Lori Drew, right, and her daughter Sarah Drew arrive at federal court Wednesday, Nov. 26, 2008, in Los Angeles. A judge ordered jurors to return and deliberate Wednesday after they suggested that they had reached verdicts for three of four counts in the MySpace cyber-bullying trial of Drew. (AP Photo/Nick Ut)
LOS ANGELES (AP) -- A jury on Wednesday was unable to reach a verdict on the main conspiracy charge and instead convicted a Missouri woman of three minor offenses for her role in an Internet hoax that apparently drove a 13-year-old girl to suicide.
The Los Angeles federal court jury rejected felony charges of accessing a computer without authorization to inflict emotional distress on young Megan Meier.

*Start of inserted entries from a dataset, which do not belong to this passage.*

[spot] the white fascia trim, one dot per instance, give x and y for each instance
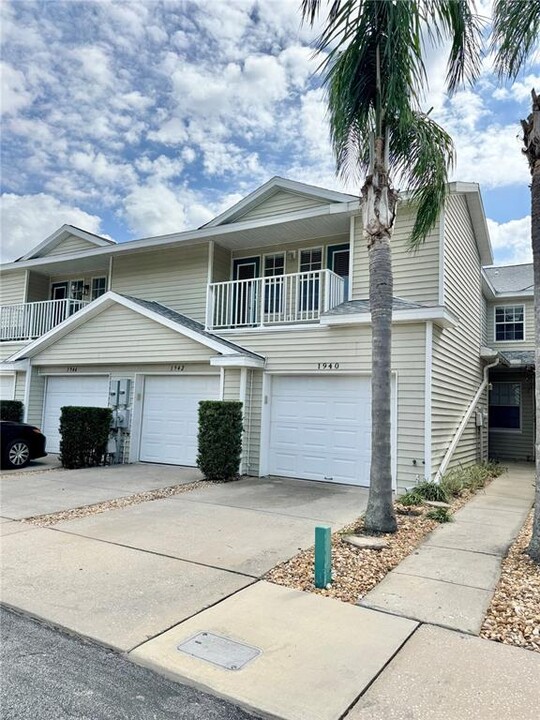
(442, 276)
(16, 366)
(102, 303)
(60, 234)
(274, 184)
(427, 401)
(439, 316)
(192, 236)
(238, 361)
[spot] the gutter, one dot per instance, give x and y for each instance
(463, 424)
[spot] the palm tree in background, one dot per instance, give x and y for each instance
(515, 37)
(374, 72)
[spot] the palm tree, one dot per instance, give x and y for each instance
(374, 72)
(515, 36)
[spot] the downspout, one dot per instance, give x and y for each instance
(463, 424)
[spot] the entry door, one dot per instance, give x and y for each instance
(83, 391)
(170, 417)
(338, 262)
(245, 293)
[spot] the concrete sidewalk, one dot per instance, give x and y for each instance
(450, 579)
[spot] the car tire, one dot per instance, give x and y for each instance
(17, 455)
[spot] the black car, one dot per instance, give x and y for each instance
(20, 443)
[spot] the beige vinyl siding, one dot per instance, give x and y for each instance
(416, 274)
(516, 445)
(20, 382)
(253, 414)
(12, 288)
(281, 203)
(528, 343)
(176, 277)
(38, 287)
(457, 368)
(71, 244)
(8, 349)
(299, 351)
(292, 251)
(231, 386)
(221, 271)
(120, 335)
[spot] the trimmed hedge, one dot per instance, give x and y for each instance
(11, 410)
(84, 436)
(220, 439)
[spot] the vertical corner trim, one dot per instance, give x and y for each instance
(427, 401)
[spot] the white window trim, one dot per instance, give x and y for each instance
(315, 247)
(511, 431)
(508, 305)
(97, 277)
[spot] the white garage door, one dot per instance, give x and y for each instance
(170, 417)
(320, 428)
(83, 391)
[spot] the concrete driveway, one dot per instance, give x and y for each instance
(27, 493)
(126, 575)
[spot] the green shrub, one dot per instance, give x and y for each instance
(440, 515)
(220, 439)
(11, 410)
(410, 498)
(84, 436)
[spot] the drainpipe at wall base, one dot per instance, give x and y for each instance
(463, 424)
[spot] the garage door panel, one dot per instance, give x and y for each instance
(320, 428)
(81, 391)
(169, 426)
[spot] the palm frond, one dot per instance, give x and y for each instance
(515, 35)
(422, 154)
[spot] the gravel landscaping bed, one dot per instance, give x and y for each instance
(514, 614)
(136, 499)
(356, 571)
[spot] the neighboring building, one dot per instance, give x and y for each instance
(267, 304)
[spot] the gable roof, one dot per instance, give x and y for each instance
(152, 310)
(277, 184)
(511, 278)
(62, 234)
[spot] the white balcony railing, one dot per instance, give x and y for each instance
(295, 298)
(27, 321)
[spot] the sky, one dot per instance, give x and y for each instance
(143, 117)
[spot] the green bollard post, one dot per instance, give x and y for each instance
(323, 556)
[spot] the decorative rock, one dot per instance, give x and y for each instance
(436, 503)
(364, 542)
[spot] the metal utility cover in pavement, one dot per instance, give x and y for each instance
(220, 651)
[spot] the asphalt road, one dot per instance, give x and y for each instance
(48, 675)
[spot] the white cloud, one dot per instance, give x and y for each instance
(27, 220)
(511, 241)
(14, 94)
(156, 209)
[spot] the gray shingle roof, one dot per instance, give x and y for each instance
(352, 307)
(189, 323)
(521, 357)
(511, 278)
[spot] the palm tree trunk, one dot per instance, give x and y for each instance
(378, 209)
(531, 138)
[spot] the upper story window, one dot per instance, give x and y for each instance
(99, 287)
(509, 323)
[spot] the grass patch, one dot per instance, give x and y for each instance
(440, 515)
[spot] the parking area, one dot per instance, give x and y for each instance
(126, 575)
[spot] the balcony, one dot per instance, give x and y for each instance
(27, 321)
(277, 300)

However, the jury found defendant Lori Drew guilty of three counts of the lesser offense of accessing a computer without authorization. Each count is punishable by up to one year in prison and a $100,000 fine.
The jurors could not reach a verdict on a conspiracy count, and U.S. District Court Judge George Wu declared a mistrial on the charge. It was not known if she would be retried.
She could have been sentenced to a total of 20 years in prison if convicted of the four original counts.
Prosecutors said Drew violated the MySpace terms of service by conspiring with her young daughter and a business assistant to create a fictitious profile of a teen boy on the MySpace social networking site to harass Megan.
Megan, who had been treated for depression, hanged herself with a belt in her bedroom closet in 2006 after receiving a message saying the world would be better without her.